Diagnosis of Meniere’s disease
Early diagnosis of Meniere’s is important so that you can begin treatments that may help reduce the long-term effects of the disease. If you suspect you have symptoms of Meniere’s disease complete the following checklist.
Professional medical diagnosis
If you have a typical history of ‘classic’ Meniere’s symptoms most doctors can diagnose Meniere’s without any special tests. However tests are recommended to confirm the diagnosis and assess the severity of your condition. Typical tests include:
- blood tests, a CT scan (CAT scan) or an MRI scan to exclude other conditions that have similar symptoms to Meniere’s e.g. acoustic neuroma (tumour)
- a physical examination of the ears, head and neck, and the part of the nervous system related to balance
- a full investigation of hearing and balance function to confirm the diagnosis of Meniere’s and to assess its severity.

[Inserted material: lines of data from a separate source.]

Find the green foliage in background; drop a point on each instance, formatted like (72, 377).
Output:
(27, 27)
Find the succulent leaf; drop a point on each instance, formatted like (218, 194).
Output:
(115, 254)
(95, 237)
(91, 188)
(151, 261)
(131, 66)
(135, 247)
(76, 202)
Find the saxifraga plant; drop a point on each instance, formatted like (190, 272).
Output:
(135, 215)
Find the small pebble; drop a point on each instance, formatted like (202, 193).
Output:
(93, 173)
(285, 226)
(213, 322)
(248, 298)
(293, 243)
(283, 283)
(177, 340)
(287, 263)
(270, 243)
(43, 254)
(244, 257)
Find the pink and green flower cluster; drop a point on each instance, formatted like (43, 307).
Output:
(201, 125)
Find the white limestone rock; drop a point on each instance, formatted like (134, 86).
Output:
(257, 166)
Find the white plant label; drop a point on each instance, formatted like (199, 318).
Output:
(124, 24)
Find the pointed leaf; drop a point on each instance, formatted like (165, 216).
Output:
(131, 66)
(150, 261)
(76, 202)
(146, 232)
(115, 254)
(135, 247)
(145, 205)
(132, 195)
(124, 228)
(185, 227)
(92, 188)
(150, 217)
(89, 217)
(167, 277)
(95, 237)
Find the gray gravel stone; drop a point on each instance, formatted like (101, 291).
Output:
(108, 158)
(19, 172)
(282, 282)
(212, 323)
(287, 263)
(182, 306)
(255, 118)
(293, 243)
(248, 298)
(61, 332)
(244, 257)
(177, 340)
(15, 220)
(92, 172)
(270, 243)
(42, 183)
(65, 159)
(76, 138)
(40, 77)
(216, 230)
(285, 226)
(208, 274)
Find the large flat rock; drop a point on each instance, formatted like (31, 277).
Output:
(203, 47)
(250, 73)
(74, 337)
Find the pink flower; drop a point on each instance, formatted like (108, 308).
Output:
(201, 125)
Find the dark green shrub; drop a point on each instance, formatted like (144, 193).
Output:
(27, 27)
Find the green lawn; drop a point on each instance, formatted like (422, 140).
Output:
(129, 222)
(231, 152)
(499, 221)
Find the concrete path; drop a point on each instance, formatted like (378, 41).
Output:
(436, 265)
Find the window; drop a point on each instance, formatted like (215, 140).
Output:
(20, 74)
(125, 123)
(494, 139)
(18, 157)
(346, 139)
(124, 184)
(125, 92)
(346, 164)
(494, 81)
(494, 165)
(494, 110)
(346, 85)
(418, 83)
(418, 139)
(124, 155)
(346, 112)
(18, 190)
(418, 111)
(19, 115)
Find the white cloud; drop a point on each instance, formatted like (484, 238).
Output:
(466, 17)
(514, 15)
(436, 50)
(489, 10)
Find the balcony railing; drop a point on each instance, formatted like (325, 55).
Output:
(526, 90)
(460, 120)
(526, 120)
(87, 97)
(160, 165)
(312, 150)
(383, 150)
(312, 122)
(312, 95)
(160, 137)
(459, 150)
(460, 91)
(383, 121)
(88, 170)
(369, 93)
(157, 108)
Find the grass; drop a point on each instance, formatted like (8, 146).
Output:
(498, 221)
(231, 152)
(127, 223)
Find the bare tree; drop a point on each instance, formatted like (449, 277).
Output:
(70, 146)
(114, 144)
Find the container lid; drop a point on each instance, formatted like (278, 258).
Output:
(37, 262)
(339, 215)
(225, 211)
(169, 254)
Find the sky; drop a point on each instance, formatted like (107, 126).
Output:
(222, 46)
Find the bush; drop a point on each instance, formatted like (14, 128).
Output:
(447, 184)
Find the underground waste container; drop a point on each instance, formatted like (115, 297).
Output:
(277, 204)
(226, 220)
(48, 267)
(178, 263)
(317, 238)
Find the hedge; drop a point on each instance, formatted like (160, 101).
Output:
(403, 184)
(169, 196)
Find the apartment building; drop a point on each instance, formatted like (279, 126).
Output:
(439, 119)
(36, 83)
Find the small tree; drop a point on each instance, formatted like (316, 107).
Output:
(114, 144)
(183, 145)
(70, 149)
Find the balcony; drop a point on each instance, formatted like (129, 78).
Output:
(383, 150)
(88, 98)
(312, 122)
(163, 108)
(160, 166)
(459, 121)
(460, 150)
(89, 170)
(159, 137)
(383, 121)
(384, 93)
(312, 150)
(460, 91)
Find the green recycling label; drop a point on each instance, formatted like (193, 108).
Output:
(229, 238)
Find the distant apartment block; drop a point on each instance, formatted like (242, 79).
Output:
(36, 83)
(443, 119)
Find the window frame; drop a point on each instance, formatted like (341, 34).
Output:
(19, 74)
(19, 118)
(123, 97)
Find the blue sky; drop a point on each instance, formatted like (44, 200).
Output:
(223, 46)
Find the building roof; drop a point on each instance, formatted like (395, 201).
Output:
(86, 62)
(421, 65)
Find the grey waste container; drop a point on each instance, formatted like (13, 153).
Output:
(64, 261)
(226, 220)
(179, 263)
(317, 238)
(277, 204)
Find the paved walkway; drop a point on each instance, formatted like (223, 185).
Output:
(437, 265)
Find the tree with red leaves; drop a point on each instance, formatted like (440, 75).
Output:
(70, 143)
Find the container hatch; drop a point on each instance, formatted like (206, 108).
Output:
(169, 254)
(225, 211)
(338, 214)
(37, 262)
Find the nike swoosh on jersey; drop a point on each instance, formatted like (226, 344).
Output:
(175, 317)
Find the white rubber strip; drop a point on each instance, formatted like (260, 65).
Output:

Hearing tests may include:
- assessment of hearing in both ears using pure tone and speech discrimination tests
- electrophysiological tests to examine the function of the inner ear and the hearing nerves
- electrocochleography – an ‘evoked response’ audiometry test that measures the response of the inner ear to sound stimuli introduced to the external auditory canal or middle ear
- dehydration tests – drugs are used to reduce fluid in the ear and any resultant changes in hearing are measured
Balance tests are used to:
- determine which ear is affected
- assess the level of balance lost
- assess the brain’s compensation for the damage in the ear
These tests make use of the connection between your inner ear and eyes in order to assess how well your balance mechanisms are working. They record and assess eye movement in response to head movement, body movement, rotation or temperature stimulation of the ears. For example:
- harmonic acceleration tests involve sitting in a rotating chair with the lights turned off and checking to see if your inner ear is detecting the rotation.
- caloric testing involves stimulating the horizontal semicircular canal in the inner ear by introducing warm or cold water (or air) into the outer ear canal and recording the resulting eye movements.